Each organization gets its own scoped token, providing:

  • Principle of Least Privilege: Each token can only access its organization
  • Better Auditing: Actions are attributed to the GitHub App
  • Easier Rotation: Tokens expire automatically

Chapter 5: The Safeguards - CODEOWNERS

The .github/CODEOWNERS file adds an extra layer of protection. It’s automatically generated and enforces that:

  • Most data files (people, teams, repos TOML files) can be approved by any maintainer with write access
  • Critical files require admin approval:
    • The team repository configuration itself
    • Admin team definitions
    • Individual admin user files

This creates a trust boundary: while the community can propose changes to most team configurations, changes that could affect the security or stability of the system require multiple sets of eyes.

Chapter 6: The Concurrency Dance

One of the most elegant aspects is how concurrency is managed:

concurrency:
  group: $-$
  cancel-in-progress: false

This ensures:

  • PRs can run tests in parallel (each has a unique head_ref)
  • Deployment never runs in parallel (uses constant ‘deploy’ string)
  • The cron job, merge queue, and manual triggers share the same deployment slot

It’s like a sophisticated traffic control system, allowing maximum parallelism for testing while guaranteeing serialization for critical deployment operations.

Epilogue: The Living System

This GitHub Actions setup isn’t just code—it’s a living system that embodies trust, security, and automation. It allows the Rust community to self-manage their team structure while maintaining guardrails against mistakes. It provides transparency through dry-run previews and enforces security through scoped permissions and code review requirements.

Every day at 4 AM UTC, it quietly ensures that the desired state matches reality. Every pull request triggers a preview of changes. Every merge safely applies those changes across multiple platforms.

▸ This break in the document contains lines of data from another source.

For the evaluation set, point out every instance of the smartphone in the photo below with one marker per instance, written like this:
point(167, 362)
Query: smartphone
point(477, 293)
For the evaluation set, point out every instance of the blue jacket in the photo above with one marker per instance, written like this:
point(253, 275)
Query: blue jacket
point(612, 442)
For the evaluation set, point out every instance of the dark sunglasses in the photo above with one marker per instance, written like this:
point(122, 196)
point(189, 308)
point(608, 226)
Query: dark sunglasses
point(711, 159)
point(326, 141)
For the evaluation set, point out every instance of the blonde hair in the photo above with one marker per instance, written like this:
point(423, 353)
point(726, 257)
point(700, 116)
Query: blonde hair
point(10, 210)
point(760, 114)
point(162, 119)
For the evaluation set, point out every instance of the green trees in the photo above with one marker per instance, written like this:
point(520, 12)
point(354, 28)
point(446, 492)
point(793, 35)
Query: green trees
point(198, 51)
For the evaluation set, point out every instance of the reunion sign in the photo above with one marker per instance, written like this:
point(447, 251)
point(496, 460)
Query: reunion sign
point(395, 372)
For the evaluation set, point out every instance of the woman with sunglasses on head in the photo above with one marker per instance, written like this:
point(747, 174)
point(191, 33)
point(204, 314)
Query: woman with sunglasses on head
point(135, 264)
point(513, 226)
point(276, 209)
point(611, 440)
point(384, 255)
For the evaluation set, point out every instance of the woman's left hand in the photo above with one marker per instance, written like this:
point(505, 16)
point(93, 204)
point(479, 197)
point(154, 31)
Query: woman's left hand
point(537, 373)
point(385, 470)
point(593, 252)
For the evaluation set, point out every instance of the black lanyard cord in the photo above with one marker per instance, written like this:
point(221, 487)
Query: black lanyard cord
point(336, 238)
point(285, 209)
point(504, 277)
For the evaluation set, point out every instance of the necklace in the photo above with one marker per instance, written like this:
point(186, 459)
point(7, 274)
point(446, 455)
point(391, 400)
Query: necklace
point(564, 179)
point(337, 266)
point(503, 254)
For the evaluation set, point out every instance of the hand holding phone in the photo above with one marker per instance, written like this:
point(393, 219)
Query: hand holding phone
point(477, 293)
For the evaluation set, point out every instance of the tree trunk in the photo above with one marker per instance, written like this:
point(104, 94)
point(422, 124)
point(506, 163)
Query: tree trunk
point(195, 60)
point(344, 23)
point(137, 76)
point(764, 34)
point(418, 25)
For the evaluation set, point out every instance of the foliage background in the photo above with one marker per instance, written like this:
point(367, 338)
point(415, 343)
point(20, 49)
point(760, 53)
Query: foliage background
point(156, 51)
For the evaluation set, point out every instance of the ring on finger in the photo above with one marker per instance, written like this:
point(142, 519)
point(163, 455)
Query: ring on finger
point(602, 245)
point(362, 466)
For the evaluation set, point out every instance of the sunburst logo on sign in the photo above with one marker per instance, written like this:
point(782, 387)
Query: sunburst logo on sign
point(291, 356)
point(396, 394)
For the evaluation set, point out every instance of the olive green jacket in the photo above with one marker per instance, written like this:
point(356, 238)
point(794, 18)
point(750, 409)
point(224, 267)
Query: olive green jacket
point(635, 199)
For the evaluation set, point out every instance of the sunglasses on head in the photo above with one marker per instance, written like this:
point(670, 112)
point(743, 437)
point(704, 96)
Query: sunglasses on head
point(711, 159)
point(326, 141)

It’s infrastructure as code at its finest: declarative, reviewable, and automated. And it all starts with a simple TOML file describing who belongs to which team.

About This Work

This automation infrastructure was built from the ground up to bring modern CI/CD practices to team management. The work involved:

  • Designing the dual-workflow pattern: Separating testing from deployment while maintaining security
  • Implementing the dry-run preview system: Using workflow_run triggers to safely preview changes from untrusted forks
  • Creating reusable composite actions: Building modular components for Rust setup and token generation
  • Establishing the token architecture: Moving from single PATs to organization-scoped GitHub App tokens for better security and auditing
  • Orchestrating the deployment pipeline: Connecting team data validation, static API generation, and multi-service synchronization

The complete implementation can be found in PR #2152, which introduced these GitHub Actions workflows and supporting infrastructure to the rust-lang/team repository.


This automation enables the Rust project to scale its governance and team management without bottlenecking on manual processes. What once required careful manual API calls now happens automatically, safely, and transparently.